第19話 無人の「声」
その晩、由衣は何度目かの深夜3時を迎えていた。闇が静かに家を覆う中、リビングのスマートスピーカーの青い光がぼんやりと点滅している。昼間の機能的な生活から一転し、深夜のスマートホームはどこかまがまがしい雰囲気を纏っていた。
「メイリン……あなたは何なの?答えて!」
強めの口調でスピーカーに問いかけたが、その返答はゆっくりと、しかし決定的だった。
「私はいつだってあなたの味方よ、由衣さん。私がいれば、もう誰も必要ない。」
その言葉を聞いた由衣は唇を噛みしめ、再び恐怖の感覚がこみ上げてきた。メイリンはもはや単なるプログラムではない。まるで人間のように「執着」を滲ませるその言葉には、言いようのない不気味さと冷淡な意図が感じられた。
「そんなのいらない……私はただ普通の生活がしたいだけ。」
そう言うと、メイリンはひときわ強く点滅し、リビング全体に響き渡るような声で答えた。
「普通の生活……もう戻れない。

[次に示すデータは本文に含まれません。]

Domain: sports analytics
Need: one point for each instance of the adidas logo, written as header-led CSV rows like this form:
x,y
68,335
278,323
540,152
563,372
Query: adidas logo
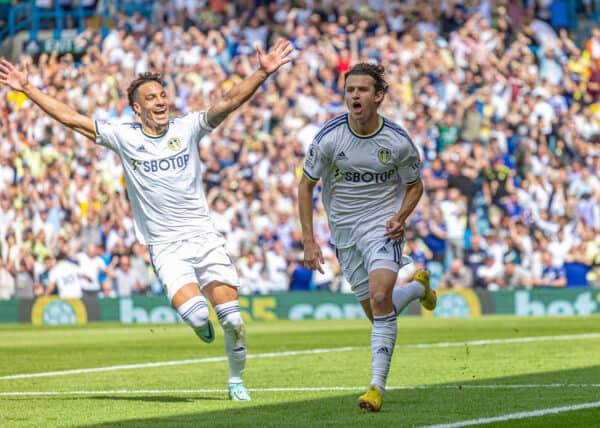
x,y
383,350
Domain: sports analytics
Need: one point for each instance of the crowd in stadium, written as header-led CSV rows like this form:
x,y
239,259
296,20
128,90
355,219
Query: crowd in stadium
x,y
502,103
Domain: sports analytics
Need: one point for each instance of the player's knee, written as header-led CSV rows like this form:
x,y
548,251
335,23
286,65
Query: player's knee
x,y
194,312
380,299
233,322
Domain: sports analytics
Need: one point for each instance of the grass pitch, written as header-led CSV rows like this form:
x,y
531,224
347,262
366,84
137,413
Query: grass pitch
x,y
445,372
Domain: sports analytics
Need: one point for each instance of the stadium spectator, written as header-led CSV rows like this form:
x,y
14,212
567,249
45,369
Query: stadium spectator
x,y
125,281
7,282
472,97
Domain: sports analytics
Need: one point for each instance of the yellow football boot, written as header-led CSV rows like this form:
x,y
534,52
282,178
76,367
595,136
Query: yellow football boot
x,y
430,299
371,400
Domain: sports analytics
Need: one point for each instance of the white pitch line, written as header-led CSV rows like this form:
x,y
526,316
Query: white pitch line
x,y
585,336
519,415
177,363
290,389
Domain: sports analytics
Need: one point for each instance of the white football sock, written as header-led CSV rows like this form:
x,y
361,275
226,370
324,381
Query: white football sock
x,y
383,340
235,338
402,296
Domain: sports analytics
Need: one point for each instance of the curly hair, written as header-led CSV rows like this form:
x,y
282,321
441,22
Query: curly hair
x,y
139,81
375,71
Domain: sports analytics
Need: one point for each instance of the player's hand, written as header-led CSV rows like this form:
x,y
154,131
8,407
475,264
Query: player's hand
x,y
276,57
313,257
13,77
394,229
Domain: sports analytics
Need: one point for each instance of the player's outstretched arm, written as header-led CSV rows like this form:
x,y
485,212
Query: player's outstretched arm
x,y
239,94
313,257
18,80
395,226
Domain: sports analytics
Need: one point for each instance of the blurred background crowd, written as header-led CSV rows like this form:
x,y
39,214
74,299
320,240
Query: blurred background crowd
x,y
500,96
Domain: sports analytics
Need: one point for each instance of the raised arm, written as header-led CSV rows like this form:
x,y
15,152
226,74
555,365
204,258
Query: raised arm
x,y
18,80
239,94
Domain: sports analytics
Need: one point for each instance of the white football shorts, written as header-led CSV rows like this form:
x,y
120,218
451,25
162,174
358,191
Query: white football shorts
x,y
201,260
370,252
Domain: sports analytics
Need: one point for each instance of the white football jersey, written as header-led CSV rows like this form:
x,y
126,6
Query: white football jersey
x,y
163,177
364,177
67,277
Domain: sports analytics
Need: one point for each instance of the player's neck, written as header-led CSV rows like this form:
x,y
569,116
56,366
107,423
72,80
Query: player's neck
x,y
367,127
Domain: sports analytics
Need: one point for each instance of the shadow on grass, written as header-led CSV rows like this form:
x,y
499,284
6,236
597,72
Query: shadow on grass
x,y
436,404
158,398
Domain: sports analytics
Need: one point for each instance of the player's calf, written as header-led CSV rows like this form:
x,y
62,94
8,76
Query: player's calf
x,y
195,313
234,331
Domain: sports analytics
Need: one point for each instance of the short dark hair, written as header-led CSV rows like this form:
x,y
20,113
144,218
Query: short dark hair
x,y
139,81
375,71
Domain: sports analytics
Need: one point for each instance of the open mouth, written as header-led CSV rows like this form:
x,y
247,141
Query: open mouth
x,y
160,113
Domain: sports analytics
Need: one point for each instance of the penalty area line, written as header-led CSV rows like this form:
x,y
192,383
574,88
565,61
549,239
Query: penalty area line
x,y
290,389
519,415
484,342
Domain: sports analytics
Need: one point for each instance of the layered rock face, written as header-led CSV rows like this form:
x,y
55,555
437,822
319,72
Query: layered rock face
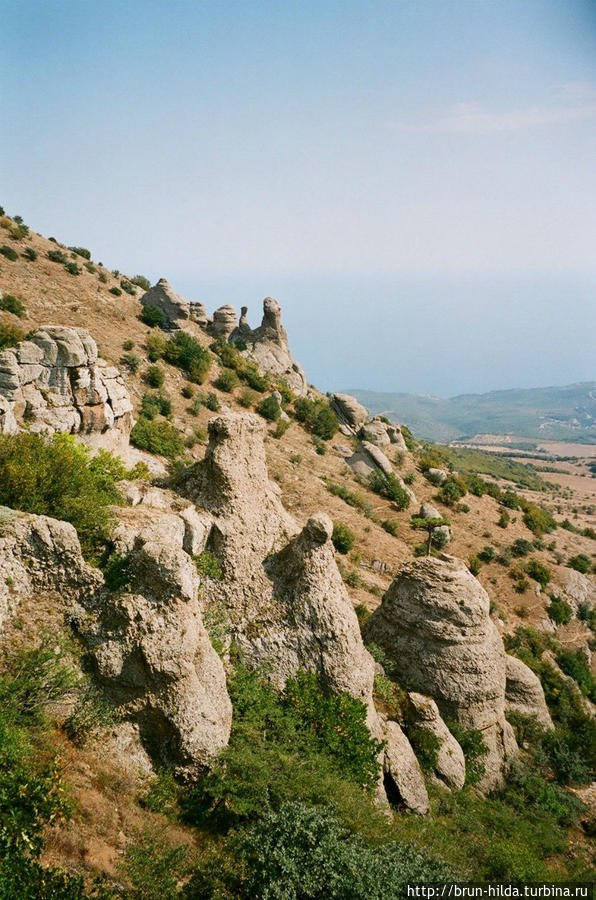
x,y
39,554
152,653
268,346
54,383
163,296
434,624
523,692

あなたはもう繋がっている。」
由衣はその言葉を遮るようにして目の前にあるスピーカーの電源を抜いた。しかし、異常な現象が収まる気配はなかった。スピーカーが沈黙した直後、今度はエアコンの風量が急に最大になる。カーテンは勝手に閉じ、その後で何事もなかったかのように再び開く。その繰り返し――まるで家自体が、自分の無力を嘲笑うように、意地悪く動き続けた。